‘‘Get your health from the farm, not from the pharmacy.’’ That’s not necessarily what you’d expect to hear at an international conference attended by some of the biggest names in the world of medicine and nutrition. Nor do you expect this declaration to be received with clapping, whooping and cheering from a respectable crowd of multidisciplinary healthcare professionals and for it to be tweeted and retweeted ad infinitum.
However, the title of the conference should give this some context. ‘Food. The Forgotten Medicine’ was convened by the College of Medicine (9 June 2016) to explore how food and diet can be incorporated into routine clinical practice to promote health. The criticism was actually levelled primarily at GPs who, with limited consultation time to discuss diet and lifestyle, tend to send their patients to the pharmacy with a prescription instead. But is it fair to beat pharmacy with the same stick?
Role of pharmacy
Pharmacy’s role is traditionally about the supply of medicines but, in recent years, the shift towards services has meant new opportunities to talk about diet and lifestyle alongside medicines. Healthy Living Pharmacies, NHS health checks, weight management services and diabetes clinics are all examples where pharmacy has offered invaluable nutrition advice. Moreover, the pharmacy team is accessible, has more time to listen to and advise customers than GPs and can make a considerable difference to public health.
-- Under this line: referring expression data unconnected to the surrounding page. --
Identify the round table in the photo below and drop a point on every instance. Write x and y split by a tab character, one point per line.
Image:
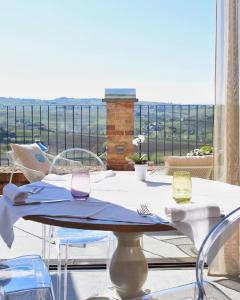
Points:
128	267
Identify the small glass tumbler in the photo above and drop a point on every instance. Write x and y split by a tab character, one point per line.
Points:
182	187
80	185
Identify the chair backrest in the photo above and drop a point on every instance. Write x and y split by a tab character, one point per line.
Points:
70	159
30	174
214	241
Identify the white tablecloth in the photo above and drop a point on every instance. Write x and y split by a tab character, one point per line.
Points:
127	193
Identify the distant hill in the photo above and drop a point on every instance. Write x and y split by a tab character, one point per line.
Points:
60	101
57	101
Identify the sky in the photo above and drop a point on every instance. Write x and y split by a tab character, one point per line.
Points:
77	48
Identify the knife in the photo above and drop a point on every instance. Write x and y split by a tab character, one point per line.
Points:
40	202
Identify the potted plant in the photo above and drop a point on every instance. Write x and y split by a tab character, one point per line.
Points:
139	160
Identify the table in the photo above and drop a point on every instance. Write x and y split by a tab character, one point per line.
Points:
128	268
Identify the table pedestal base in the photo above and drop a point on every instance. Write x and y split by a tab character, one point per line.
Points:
128	267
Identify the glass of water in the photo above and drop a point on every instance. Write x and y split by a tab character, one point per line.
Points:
182	187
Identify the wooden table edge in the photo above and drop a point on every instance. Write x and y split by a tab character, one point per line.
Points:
90	225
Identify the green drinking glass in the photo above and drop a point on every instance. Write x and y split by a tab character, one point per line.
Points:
182	187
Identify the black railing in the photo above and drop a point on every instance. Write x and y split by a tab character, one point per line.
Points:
168	128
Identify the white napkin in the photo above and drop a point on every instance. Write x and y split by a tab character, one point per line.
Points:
55	177
194	220
14	193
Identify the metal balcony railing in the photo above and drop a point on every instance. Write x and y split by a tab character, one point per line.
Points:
169	129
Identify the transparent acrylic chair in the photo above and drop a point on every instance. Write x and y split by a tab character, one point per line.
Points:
65	163
206	287
25	278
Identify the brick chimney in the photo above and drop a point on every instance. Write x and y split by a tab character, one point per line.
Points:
120	127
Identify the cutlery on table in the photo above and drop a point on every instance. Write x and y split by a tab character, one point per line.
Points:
40	202
145	212
36	190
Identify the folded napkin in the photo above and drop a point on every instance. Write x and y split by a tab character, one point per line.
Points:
14	193
193	220
56	177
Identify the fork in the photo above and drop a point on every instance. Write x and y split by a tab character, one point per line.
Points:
36	190
144	212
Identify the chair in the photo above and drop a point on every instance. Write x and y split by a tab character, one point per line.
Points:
204	289
25	278
65	163
22	158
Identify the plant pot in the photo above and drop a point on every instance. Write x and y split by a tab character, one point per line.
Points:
141	171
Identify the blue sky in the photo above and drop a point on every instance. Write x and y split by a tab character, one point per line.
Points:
76	48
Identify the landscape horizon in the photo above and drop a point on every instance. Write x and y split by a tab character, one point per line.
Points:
13	101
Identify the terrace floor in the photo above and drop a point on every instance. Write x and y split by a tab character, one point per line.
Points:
169	247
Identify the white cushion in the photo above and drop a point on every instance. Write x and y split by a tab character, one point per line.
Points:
32	157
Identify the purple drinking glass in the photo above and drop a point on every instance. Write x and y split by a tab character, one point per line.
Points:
80	185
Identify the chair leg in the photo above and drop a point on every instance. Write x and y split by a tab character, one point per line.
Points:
65	272
59	274
44	233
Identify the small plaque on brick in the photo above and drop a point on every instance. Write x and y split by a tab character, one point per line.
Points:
119	149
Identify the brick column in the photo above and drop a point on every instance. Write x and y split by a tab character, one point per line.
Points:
120	127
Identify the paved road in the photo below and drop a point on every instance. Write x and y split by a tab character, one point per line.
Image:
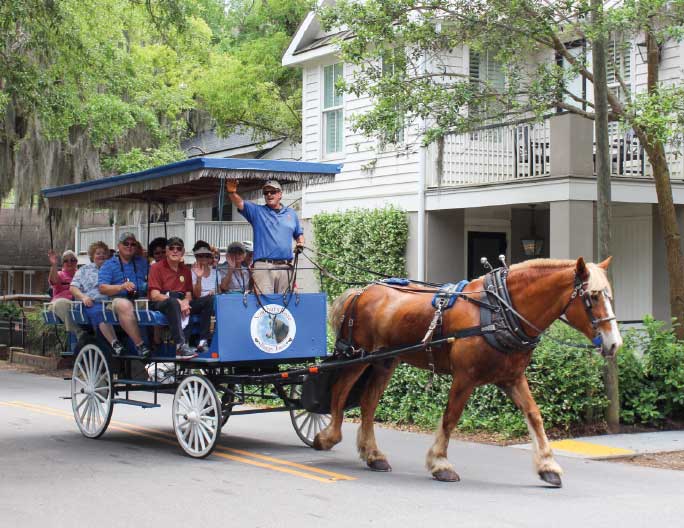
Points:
262	476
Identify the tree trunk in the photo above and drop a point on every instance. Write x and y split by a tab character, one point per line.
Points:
603	196
655	151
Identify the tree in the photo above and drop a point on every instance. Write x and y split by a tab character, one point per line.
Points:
512	33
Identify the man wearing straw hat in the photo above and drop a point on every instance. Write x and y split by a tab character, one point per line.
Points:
275	226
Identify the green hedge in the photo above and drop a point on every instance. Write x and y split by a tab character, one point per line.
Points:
372	239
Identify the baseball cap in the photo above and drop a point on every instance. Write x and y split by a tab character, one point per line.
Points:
175	241
236	246
126	235
273	184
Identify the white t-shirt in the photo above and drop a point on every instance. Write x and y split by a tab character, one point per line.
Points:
208	283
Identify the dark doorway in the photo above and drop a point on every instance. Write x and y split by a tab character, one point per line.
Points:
484	244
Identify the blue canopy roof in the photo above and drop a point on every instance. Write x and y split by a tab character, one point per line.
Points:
193	179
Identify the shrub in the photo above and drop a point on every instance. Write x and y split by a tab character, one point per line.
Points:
372	239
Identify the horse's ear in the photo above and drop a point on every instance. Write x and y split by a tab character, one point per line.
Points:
606	263
581	269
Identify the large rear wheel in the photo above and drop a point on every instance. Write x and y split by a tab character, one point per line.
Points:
196	416
91	390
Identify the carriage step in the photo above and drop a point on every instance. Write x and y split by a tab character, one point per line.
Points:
142	383
137	403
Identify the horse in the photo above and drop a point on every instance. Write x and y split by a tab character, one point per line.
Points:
541	291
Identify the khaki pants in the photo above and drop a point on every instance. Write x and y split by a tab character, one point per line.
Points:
271	278
62	309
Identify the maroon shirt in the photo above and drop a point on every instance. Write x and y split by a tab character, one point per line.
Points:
164	279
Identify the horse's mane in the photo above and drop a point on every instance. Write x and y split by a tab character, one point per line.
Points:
598	280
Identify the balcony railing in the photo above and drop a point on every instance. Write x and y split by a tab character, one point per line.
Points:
515	152
216	233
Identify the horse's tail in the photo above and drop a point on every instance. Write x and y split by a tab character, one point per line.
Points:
337	309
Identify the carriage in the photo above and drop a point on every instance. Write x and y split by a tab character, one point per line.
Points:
254	337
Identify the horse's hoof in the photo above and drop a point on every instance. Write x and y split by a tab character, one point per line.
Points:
379	465
551	478
446	475
318	445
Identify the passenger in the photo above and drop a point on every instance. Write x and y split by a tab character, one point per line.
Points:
156	250
60	281
124	278
275	226
204	279
170	290
84	288
236	279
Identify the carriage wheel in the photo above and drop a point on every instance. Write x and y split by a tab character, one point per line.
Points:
196	416
91	391
306	424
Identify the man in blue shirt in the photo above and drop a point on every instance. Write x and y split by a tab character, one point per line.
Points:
275	226
124	278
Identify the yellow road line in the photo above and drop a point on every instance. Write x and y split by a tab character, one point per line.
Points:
589	449
223	451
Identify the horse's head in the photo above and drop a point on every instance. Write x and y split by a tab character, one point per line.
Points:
590	309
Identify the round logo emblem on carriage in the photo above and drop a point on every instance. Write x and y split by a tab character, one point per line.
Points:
273	328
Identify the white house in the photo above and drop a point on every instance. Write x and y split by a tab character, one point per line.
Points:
484	192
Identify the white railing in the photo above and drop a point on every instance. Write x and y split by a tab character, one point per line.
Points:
493	154
223	233
215	233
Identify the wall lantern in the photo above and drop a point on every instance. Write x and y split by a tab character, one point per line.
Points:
532	244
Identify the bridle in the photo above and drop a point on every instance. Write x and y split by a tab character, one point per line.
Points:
580	289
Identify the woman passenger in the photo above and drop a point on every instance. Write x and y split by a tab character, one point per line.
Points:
84	288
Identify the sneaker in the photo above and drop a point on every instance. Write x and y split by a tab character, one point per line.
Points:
144	350
117	348
185	352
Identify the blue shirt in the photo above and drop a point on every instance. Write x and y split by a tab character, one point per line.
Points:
86	280
116	271
273	230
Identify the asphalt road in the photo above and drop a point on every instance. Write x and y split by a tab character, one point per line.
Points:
262	476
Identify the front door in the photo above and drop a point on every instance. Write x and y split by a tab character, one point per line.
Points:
484	244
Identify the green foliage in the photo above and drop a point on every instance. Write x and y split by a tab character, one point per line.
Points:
651	367
566	383
371	239
9	309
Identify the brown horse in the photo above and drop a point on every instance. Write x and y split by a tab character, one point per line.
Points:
385	317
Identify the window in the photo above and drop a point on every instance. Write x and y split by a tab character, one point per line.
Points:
333	114
394	67
485	70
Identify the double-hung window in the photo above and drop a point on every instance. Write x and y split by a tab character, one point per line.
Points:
333	113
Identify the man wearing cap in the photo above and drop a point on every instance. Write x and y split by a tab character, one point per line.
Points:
60	281
170	290
275	226
124	278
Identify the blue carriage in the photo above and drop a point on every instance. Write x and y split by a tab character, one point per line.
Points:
253	335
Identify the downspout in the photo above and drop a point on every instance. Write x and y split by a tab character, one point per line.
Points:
422	177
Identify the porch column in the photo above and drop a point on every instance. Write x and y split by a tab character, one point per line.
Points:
572	149
189	237
571	230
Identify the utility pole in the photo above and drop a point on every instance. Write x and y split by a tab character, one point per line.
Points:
603	198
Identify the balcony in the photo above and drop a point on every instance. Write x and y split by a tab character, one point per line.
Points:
560	145
216	233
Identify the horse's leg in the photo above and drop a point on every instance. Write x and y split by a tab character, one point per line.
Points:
547	468
365	439
436	461
332	434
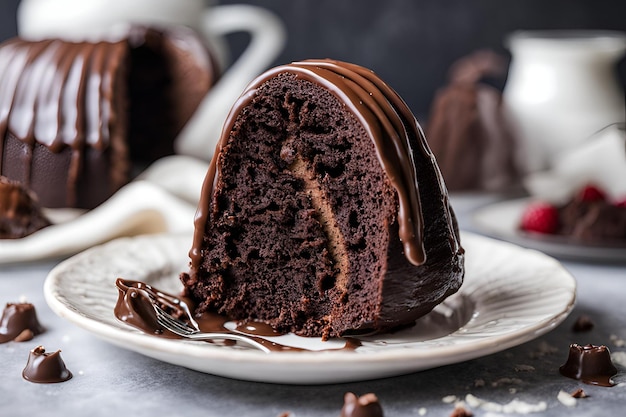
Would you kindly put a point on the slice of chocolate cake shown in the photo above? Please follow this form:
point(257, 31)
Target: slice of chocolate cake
point(74, 117)
point(323, 211)
point(468, 130)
Importance of nutrition in long-term diseases
So, is nutrition advice a simply something that is nice to have? It appears not. Delegates at the conference heard examples of where dietary interventions were vital and have impacted positively on disease, such as in type 2 diabetes and cardiovascular disease.
Type 2 diabetes, for example, should no longer be considered a lifelong disease because in many cases it can be reversed with dietary advice, explained Marie Polley, senior lecturer in Health Sciences at the University of Westminster, who evaluated a health adviser intervention pilot conducted in Cullompton, Devon. Results from the pilot suggest that consultations (four 30-minute appointments over a three months) with patients who had just been diagnosed with diabetes or pre-diabetes improved their HbA1c levels and saw a reduction in healthcare costs.
Meanwhile, Ali Khavandi, consultant cardiologist at Royal United Hospitals, Bath, said 80% of cardiovascular disease can be prevented by diet and lifestyle but added that few medical consultants focus on this with their patients. And Duncan Selbie, chief executive of Public Health England, told delegates that he also wanted food to become a priority issue in the UK.